General Electric plunged earlier this week.
The stock plummeted after whistleblower Harry Markopolos claimed the company was hiding its financial problems and would need to significantly raise insurance reserves. “My team has spent the past 7 months analyzing GE’s accounting and we believe the $38 Billion in fraud we’ve come across is merely the tip of the iceberg,” Markopolos said, as quoted by CNBC.
He went as far as calling General Electric a “bigger fraud than Enron, capping it off with allegations this could all plunge GE into bankruptcy.
However, Markopolos was also paid by a hedge fund to look into these practices.
But he can’t name the fund. “I can’t – I promised confidentiality,” he said, as quoted by CNBC. “It’s a mid-sized U.S. based hedge fund.” And, he noted he’s receiving a “decent percentage” of profits that the hedge fund would make from betting against GE.
General Electric say the allegations are false, driven by market manipulation.
“GE will always take any allegation of financial misconduct seriously. But this is market manipulation – pure and simple,” Lawrence Culp, chairman and CEO of GE told CNBC. “Mr. Markopolos’s report contains false statements of fact and these claims could have been corrected if he had checked them with GE before publishing the report.”

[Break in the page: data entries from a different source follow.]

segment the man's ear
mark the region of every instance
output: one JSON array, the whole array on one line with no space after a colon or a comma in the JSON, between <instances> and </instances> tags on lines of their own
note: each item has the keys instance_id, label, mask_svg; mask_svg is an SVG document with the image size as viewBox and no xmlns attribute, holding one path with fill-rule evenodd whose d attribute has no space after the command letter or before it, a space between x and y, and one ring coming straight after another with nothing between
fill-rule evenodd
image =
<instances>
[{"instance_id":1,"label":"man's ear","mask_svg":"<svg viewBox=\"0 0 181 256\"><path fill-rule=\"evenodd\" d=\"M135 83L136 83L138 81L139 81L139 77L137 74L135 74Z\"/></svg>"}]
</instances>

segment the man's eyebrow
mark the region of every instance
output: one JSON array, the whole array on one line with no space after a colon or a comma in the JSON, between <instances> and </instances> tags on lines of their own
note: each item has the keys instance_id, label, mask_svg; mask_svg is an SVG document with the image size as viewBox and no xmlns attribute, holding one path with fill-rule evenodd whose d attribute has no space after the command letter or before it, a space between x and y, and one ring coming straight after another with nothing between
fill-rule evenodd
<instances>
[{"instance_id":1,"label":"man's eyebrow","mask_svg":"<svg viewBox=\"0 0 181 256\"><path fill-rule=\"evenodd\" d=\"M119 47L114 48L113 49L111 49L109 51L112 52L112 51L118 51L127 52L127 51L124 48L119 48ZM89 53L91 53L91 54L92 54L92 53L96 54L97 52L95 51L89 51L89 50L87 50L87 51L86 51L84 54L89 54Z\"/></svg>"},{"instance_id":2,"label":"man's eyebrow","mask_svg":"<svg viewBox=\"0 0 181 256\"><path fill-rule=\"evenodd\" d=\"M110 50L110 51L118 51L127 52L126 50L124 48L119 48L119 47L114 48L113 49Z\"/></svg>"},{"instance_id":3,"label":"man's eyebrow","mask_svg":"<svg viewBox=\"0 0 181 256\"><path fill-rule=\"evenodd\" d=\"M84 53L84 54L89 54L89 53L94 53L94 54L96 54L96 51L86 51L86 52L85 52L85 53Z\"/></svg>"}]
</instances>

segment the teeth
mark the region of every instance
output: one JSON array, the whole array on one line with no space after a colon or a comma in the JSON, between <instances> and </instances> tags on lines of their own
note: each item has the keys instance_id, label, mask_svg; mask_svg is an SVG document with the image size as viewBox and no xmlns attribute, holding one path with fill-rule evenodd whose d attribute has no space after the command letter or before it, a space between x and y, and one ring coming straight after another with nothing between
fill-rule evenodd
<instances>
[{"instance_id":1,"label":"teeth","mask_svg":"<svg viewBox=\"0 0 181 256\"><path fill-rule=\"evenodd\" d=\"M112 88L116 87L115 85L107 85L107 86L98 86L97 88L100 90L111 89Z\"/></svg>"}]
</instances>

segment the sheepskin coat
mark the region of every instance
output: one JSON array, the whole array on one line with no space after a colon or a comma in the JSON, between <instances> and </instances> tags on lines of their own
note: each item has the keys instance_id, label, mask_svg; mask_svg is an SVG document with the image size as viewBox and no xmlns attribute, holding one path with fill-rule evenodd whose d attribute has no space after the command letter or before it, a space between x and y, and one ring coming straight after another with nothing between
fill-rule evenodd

Analysts are Supporting General Electric
The allegations of fraud at General Electric are “at best disingenuous”, and, “at worst highly inaccurate,” according to Nick Heymann with the William Blair financial services firm, as quoted by CNBC. “You got the stock on sale yesterday for absolutely no basis. This is why all the insiders are buying.”
In fact, CEO Larry Culp just bought nearly $2 million worth of shares on Thursday.
Reportedly, he paid an average of $7.93 a share for 252,200 shares. He now owns 1.17 million GE shares, and another 12,592 shares through trusts.